A medida afeta os contribuintes que possuem débitos em aberto com o Governo Federal, a partir da sua inscrição na Dívida Ativa da União, independentemente de prévia autorização judicial e até mesmo do ajuizamento da execução fiscal.

De acordo com a lei, a PGFN poderá realizar o bloqueio de bens e direitos, caso o contribuinte não efetue o pagamento do débito, logo após o prazo de cinco dias do recebimento da carta cobrança, a conhecida “cobrança amigável”, a qual pode ser encaminhada, inclusive, de forma eletrônica.

O procedimento ainda demanda a edição de uma norma infralegal (Portaria ou Instrução Normativa) para regulamentá-la, o que deve ocorrer em breve, haja vista o interesse do Governo Federal em agilizar a cobrança destas dívidas.

De todo modo, consideramos que a penhora antecipada é inconstitucional e pode ser combatida judicialmente, uma vez que viola garantias fundamentais, entre elas o direito à propriedade e ao devido processo legal, sobretudo quando a exigência do débito for  passível de discussão.

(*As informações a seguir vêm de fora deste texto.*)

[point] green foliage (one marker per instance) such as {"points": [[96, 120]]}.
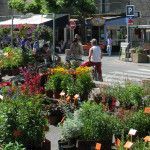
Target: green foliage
{"points": [[141, 145], [42, 32], [139, 50], [84, 84], [11, 58], [21, 119], [68, 84], [98, 125], [13, 146], [33, 6], [18, 5], [54, 82], [129, 95], [94, 124], [80, 7], [140, 122], [4, 31], [71, 128]]}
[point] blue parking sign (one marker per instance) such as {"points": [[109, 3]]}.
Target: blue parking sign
{"points": [[130, 10]]}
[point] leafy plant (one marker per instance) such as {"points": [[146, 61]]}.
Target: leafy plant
{"points": [[140, 122], [66, 82], [71, 128], [13, 146], [139, 50], [22, 120], [98, 125], [84, 85], [129, 95], [54, 82], [12, 57]]}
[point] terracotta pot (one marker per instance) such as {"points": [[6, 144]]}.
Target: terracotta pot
{"points": [[68, 147], [85, 145], [46, 145], [62, 143], [49, 93], [54, 119]]}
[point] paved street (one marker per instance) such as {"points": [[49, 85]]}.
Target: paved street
{"points": [[117, 71], [114, 71]]}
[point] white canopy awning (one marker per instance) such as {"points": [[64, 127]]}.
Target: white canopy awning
{"points": [[35, 20]]}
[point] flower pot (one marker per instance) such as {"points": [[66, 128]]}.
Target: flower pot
{"points": [[15, 71], [46, 145], [62, 143], [68, 147], [54, 119], [85, 145], [56, 95], [49, 93]]}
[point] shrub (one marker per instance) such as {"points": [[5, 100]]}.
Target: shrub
{"points": [[13, 146], [21, 119], [54, 82], [140, 122], [11, 58], [98, 125], [84, 85]]}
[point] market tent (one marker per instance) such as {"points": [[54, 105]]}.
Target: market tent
{"points": [[36, 20], [120, 21]]}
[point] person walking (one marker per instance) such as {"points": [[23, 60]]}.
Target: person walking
{"points": [[109, 45], [76, 50], [95, 56]]}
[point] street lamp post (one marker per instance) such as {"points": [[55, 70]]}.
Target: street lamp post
{"points": [[54, 37]]}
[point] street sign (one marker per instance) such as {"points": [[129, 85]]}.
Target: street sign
{"points": [[130, 21], [137, 14], [72, 25], [130, 10]]}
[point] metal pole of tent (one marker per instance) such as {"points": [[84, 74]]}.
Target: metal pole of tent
{"points": [[54, 37]]}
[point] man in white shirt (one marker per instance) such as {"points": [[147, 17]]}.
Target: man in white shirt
{"points": [[95, 56]]}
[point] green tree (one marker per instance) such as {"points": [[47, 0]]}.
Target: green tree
{"points": [[78, 7]]}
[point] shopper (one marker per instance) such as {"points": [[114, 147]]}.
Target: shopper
{"points": [[76, 50], [109, 46]]}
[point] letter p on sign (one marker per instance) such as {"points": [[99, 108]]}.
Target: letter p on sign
{"points": [[130, 10]]}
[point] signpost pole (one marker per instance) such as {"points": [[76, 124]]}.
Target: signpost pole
{"points": [[127, 30], [53, 38], [12, 17]]}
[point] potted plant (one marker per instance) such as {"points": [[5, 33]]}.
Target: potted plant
{"points": [[22, 120], [70, 131], [11, 60], [54, 84], [84, 85], [13, 146], [129, 96], [139, 56]]}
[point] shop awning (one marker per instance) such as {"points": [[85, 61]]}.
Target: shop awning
{"points": [[61, 20], [122, 21]]}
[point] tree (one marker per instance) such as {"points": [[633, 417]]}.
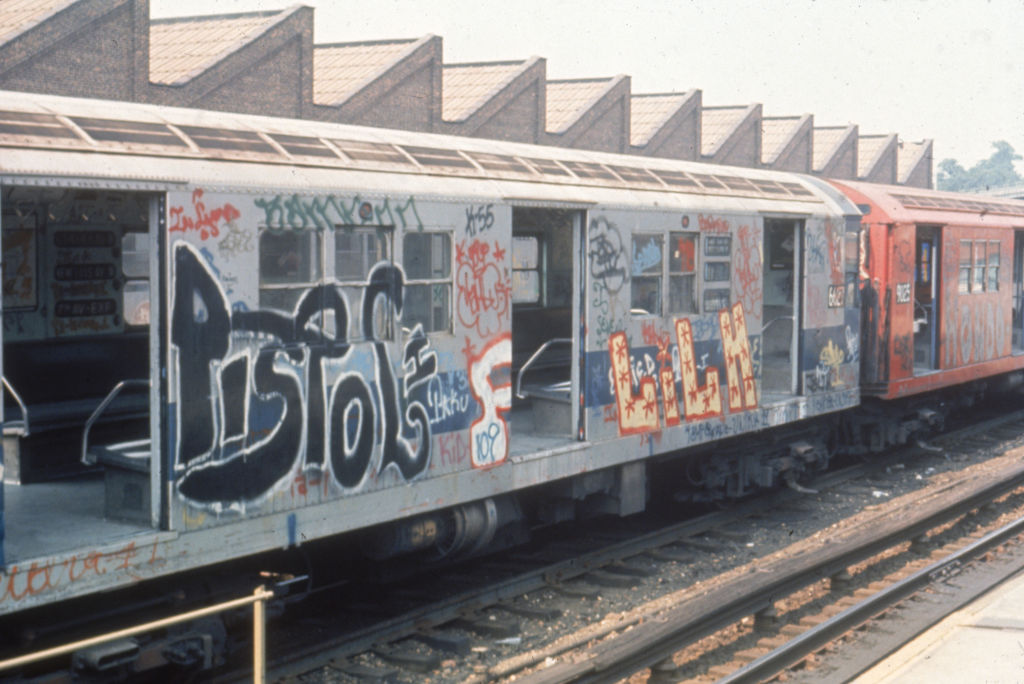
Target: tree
{"points": [[996, 171]]}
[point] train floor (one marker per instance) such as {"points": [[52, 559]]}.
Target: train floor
{"points": [[46, 518]]}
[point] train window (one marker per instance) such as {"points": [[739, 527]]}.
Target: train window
{"points": [[358, 250], [588, 170], [978, 282], [993, 266], [436, 158], [22, 124], [717, 271], [135, 266], [965, 267], [716, 300], [301, 145], [500, 163], [427, 260], [525, 269], [548, 167], [227, 140], [645, 297], [109, 130], [289, 264], [371, 152], [682, 272]]}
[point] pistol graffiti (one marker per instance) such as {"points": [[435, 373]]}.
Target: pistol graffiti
{"points": [[262, 394]]}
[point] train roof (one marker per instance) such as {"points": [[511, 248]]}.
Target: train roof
{"points": [[48, 136], [913, 205]]}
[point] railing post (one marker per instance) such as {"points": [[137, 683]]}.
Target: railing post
{"points": [[259, 636]]}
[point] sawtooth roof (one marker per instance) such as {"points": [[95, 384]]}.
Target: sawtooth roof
{"points": [[181, 48], [467, 87], [16, 16], [717, 124], [566, 100], [649, 113], [341, 69]]}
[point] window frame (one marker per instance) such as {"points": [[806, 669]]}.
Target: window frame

Diante disso, é recomendável que os contribuintes nessa situação fiquem atentos e redobrem, desde já, os controles no recebimento de suas notificações e débitos, inclusive aqueles decorrentes de processos administrativos em fase de encerramento, a fim de adotar as medidas judiciais cabíveis em tempo hábil, visando afastar a penhora indesejável de bens e direitos em prejuízo de suas atividades.